La baudruche naturelle est une poche du système digestif des ruminants placée entre le menu (l'intestin grêle) et le gros (le gros intestin), une sorte d'appendice. On l'emploie traditionnellement en charcuterie pour envelopper l'andouille ou la mortadelle.
Des feuillets de baudruche étaient utilisés autrefois pour la fabrication de très fines feuilles d'or destinées à la dorure. Ils s'intercalaient entre chaque feuille d'or pour former "la moule" qui était présentée sous le marteau-pilon pour la dernière étape du battage.
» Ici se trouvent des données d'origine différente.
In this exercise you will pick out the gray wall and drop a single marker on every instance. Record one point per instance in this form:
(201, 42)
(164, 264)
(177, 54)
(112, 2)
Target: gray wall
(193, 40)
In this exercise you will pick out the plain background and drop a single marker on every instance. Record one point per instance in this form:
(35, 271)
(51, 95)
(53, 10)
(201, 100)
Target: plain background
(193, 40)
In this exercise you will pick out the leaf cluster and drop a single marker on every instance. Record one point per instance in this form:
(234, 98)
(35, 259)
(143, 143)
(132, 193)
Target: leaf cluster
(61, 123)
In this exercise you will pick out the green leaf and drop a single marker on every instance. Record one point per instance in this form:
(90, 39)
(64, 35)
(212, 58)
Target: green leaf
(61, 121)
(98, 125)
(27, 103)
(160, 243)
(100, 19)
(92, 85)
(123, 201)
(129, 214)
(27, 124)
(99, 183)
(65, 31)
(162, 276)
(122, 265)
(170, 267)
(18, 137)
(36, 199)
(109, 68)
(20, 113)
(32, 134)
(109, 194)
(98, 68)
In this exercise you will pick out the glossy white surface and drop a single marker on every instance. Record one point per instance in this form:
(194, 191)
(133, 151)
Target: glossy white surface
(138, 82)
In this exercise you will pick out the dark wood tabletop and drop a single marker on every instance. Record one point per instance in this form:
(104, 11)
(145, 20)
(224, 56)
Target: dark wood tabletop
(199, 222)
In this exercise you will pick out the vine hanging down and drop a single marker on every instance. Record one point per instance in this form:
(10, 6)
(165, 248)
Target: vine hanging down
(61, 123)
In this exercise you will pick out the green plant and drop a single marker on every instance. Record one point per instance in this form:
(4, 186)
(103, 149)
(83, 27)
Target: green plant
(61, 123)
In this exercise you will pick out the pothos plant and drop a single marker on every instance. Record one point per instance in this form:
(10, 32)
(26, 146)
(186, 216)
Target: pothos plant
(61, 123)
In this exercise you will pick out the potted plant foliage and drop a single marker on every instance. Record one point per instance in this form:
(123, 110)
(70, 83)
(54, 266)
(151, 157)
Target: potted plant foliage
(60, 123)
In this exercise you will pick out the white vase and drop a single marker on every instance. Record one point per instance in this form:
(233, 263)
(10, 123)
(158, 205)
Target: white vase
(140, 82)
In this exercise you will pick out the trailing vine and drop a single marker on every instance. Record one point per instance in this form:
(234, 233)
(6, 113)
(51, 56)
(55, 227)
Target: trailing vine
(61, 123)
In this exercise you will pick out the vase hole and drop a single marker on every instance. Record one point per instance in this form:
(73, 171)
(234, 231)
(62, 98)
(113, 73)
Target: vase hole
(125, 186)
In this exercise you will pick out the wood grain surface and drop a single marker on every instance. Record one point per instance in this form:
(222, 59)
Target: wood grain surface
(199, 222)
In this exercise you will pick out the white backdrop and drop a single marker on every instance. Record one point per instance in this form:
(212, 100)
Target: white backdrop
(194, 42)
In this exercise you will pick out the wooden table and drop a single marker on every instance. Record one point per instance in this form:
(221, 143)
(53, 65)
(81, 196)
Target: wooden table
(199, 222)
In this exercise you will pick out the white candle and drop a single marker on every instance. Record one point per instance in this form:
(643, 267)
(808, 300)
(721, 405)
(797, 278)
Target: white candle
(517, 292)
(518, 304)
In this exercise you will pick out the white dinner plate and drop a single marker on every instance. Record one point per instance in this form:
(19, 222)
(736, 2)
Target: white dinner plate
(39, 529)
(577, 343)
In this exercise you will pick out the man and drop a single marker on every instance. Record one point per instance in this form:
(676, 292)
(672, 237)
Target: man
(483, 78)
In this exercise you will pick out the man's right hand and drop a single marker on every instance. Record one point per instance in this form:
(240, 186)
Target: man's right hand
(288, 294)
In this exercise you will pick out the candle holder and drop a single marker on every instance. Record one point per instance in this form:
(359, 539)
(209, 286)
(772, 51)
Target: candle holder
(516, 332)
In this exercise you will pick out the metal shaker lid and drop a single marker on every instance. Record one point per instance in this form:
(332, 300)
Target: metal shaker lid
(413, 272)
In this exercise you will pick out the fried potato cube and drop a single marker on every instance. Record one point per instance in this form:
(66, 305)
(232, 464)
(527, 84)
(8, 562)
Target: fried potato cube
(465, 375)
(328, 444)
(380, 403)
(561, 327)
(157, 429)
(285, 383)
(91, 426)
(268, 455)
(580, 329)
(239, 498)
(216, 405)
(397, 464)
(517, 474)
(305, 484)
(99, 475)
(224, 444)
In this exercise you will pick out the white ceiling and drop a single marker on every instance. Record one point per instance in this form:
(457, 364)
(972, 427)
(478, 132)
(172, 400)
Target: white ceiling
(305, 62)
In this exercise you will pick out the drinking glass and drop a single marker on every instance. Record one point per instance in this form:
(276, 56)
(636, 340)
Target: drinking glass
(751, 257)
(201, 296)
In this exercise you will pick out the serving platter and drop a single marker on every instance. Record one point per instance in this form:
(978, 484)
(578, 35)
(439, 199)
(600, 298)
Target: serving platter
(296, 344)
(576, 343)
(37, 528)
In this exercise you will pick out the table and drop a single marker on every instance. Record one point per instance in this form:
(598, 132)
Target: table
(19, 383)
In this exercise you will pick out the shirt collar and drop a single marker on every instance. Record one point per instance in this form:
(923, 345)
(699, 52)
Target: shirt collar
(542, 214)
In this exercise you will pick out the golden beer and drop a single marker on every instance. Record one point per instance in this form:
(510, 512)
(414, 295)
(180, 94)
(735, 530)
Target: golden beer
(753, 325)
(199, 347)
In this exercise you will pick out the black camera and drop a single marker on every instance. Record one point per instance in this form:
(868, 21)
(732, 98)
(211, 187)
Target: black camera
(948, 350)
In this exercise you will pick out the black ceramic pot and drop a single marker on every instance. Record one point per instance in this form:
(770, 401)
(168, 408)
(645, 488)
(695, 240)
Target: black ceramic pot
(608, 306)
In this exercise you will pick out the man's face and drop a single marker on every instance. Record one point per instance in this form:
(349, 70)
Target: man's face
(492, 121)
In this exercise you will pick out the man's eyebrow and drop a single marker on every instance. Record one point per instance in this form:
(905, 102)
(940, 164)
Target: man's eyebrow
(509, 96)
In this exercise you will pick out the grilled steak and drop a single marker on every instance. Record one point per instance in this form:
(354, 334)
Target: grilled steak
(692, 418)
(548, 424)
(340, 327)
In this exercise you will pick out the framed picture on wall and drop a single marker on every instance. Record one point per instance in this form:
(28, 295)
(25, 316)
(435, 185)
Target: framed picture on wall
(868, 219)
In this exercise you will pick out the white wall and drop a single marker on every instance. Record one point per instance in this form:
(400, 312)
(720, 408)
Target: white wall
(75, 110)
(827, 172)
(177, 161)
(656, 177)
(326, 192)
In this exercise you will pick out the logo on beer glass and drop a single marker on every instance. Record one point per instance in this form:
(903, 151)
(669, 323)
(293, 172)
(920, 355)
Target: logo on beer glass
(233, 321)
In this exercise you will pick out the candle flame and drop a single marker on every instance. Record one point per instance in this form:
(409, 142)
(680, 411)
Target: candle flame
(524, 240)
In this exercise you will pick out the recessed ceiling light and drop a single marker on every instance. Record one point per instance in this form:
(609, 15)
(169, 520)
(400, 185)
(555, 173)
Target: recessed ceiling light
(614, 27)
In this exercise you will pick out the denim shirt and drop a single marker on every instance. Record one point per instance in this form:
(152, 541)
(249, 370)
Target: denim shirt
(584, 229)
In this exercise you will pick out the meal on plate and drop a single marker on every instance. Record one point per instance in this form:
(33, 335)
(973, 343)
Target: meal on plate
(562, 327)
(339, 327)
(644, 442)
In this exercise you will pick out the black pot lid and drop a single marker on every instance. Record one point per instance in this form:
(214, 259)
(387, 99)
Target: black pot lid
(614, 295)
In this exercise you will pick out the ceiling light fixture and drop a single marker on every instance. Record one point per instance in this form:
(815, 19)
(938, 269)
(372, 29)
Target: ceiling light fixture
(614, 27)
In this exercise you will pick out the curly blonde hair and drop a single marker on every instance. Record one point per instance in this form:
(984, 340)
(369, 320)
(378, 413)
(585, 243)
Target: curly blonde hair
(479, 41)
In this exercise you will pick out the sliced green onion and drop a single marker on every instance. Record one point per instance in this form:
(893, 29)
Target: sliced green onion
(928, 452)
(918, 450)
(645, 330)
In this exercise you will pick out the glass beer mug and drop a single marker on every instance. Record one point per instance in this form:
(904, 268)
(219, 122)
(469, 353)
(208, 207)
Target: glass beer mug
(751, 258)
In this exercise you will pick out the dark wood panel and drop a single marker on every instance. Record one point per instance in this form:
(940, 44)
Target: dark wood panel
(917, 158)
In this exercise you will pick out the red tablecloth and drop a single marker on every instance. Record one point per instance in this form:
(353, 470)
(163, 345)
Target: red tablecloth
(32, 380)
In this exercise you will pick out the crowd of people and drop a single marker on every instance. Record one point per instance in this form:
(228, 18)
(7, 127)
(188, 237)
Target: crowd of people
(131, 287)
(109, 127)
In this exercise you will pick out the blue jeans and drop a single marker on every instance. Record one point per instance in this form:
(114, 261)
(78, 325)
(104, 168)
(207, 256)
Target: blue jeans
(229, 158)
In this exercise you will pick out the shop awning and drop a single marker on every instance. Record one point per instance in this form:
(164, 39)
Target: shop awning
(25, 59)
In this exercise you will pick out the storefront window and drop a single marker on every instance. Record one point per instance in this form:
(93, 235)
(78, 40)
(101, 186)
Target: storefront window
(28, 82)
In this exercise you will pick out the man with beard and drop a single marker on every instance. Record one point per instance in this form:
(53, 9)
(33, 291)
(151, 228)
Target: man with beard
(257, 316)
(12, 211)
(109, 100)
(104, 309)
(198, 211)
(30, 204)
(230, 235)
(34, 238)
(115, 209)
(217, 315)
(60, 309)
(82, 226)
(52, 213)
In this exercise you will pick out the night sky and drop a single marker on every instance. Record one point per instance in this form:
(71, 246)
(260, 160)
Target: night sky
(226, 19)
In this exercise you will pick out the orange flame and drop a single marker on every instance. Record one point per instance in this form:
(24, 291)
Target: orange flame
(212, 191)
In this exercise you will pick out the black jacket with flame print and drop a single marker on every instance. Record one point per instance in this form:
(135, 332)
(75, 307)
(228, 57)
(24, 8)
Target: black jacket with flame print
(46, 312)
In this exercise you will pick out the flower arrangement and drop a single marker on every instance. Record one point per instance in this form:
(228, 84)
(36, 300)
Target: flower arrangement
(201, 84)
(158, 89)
C'est pour cette raison que le terme anglais de goldbeater's skin ou Goldschlägerhaut en allemand (à ne pas traduire par peau de batteur d'or ! ) est utilisé dans les ouvrages traitant de la mesure de l'humidité dans ces deux langues.
Comme le cheveu (et bien d'autres matériaux d'origine animale ou végétale), la baudruche s'allonge ou se rétracte en fonction de l'humidité de l'air.
Les capteurs d'humidité utilisant la baudruche avait (au moins) deux inconvénients : une forte inertie, car ils restaient longtemps humides après la traversée d'un nuage par exemple, et un médiocre fonctionnement aux températures basses.
 Le capteur d'humidité de la Kew Mk3 utilisait encore, au début des années 1990, un ruban de baudruche (indiqué par la flèche) comme son ancêtre la Mk2 conçue pendant la Seconde guerre.    La radiosonde suisse est restée fidèle à la baudruche jusqu'en 1990. Ici c'est un disque tendu comme une peau de tambour et dont le centre, en fléchissant, agit sur un levier.


Hygristor

L'hygristor est un composant électrique dont la résistance dépend de l'humidité.
Nombreux sont les matériaux dont la résistivité dépend de l'humidité ; dans les premières radiosondes utilisant ce principe, le chlorure de lithium a été testé dès 1938. Dans la sonde des étatsuniens Diamond, Hinman, et Dunmore de la fin des années 30, l'hygristor est utilisé pour faire varier la fréquence de l'oscillateur de modulation de l'émetteur.
 L'hygristor de cette Raysonde fabriquée par Bendix-Fiez en 1945 est placé dans la cheminée où se trouve également la thermistance du capteur de température. Les variations de résistance de l'hygristor modifiaient la fréquence de modulation du signal émis.    La SRS-400-PTU a utilisé un hygristor au carbone de marque Viz/Sippican de 1990 à 2009 avant d'être remplacé par un capteur capacitif Rotronic de fabrication suisse. L'élément sensible (rep. U), placé dans une veine ménagée dans le boîtier en polystyrène, est bien protégé de la pluie et du rayonnement solaire tout en étant correctement ventilé.


Capteur capacitif

Dans ce type de capteur, ce n'est plus la valeur d'une résistance variable mais la capacité d'un condensateur qui est utilisée pour traduire en signaux électriques une variation d'humidité. Ce condensateur est constitué de deux armatures, une pleine servant de substrat et une qui est poreuse donc perméable à la vapeur d'eau contenue dans l'air ; entre les deux, un diélectrique formé d'un film de polymère (polyimide, par exemple) dont la permittivité varie en fonction de l'humidité relative.
 Le capteur capacitif (flèche verte) de la LMS-6 de Lockheed-Martin est bien protégé de la pluie et du rayonnement solaire par une coupelle. Un capteur (flèche bleue) mesure la température de l'air à proximité du capteur d'humidité pour permettre de corriger les données brutes.    La RS92 avec ses deux capteurs capacitifs d'humidité (rep. U) fournit d'excellents résultats sur une large gamme de mesures qui font d'elle une sonde de référence pour la mesure d'humidité. Lorsqu'un des capteurs effectue les mesures, le second est séché par réchauffement.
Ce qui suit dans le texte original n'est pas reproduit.